Commissioned as part of the Art-in-Transit (AiT) programme — a public art showcase which integrates artworks into the MRT network — Charm of Bay (also named Bulbous Abode) by Lim Shing Ee is displayed at the concourse level of the station. The artwork, which consists of the wall patterns, floor tiles and the station columns, creates a "whimsical landscape" at the concourse level. Each of the concourse's "bulbous" boulder-like columns, cladded in brown, resembles "primitive monuments" such as pebbles and boulders in rivers to reflect the locality's role as the primary settling point of early Chinese immigrants. The boulders cast artificial shadows on the station floor (with darker coloured floor tiles) intended to "map" the commuter traffic as people passes through these rounded spaces.

The abstract patterns on the two opposing walls were inspired by former plantations in the area, along with elements of water and man-made landscapes. These patterns intend to reflect Telok Ayer's history and name, which means "Bay Water" in the Malay language. Each of the figures seem to be related or directed towards the next, as though passing down stories of the past to the next generation. The artwork figures were produced by PolyVision Ceramic Steel using screen printing on durable panels, ensuring that the artwork does not fade.

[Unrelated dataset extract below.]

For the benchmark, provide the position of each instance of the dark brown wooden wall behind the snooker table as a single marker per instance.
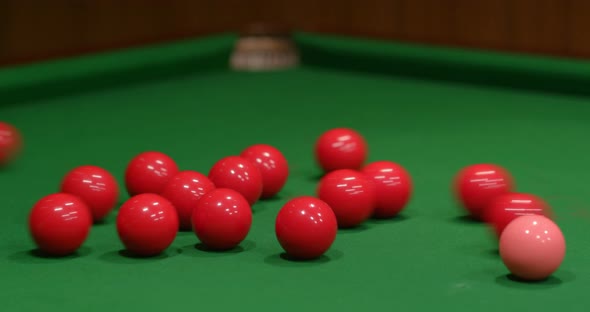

The artwork project required collaboration with the station's contractors and architects and was one of Lim's (and her partner Kazunori Takeishi's) first major public projects. The work was well received by other AiT artists. Erzan Adam, the artist for the artwork at Farrer Park station, remarked that the work offered an "upbeat, quirky" interpretation of the locality's history, while Yek Wong, the artist for the artwork at one-north station, "loved" the artwork's "quirky" pop references with its "fresh colours".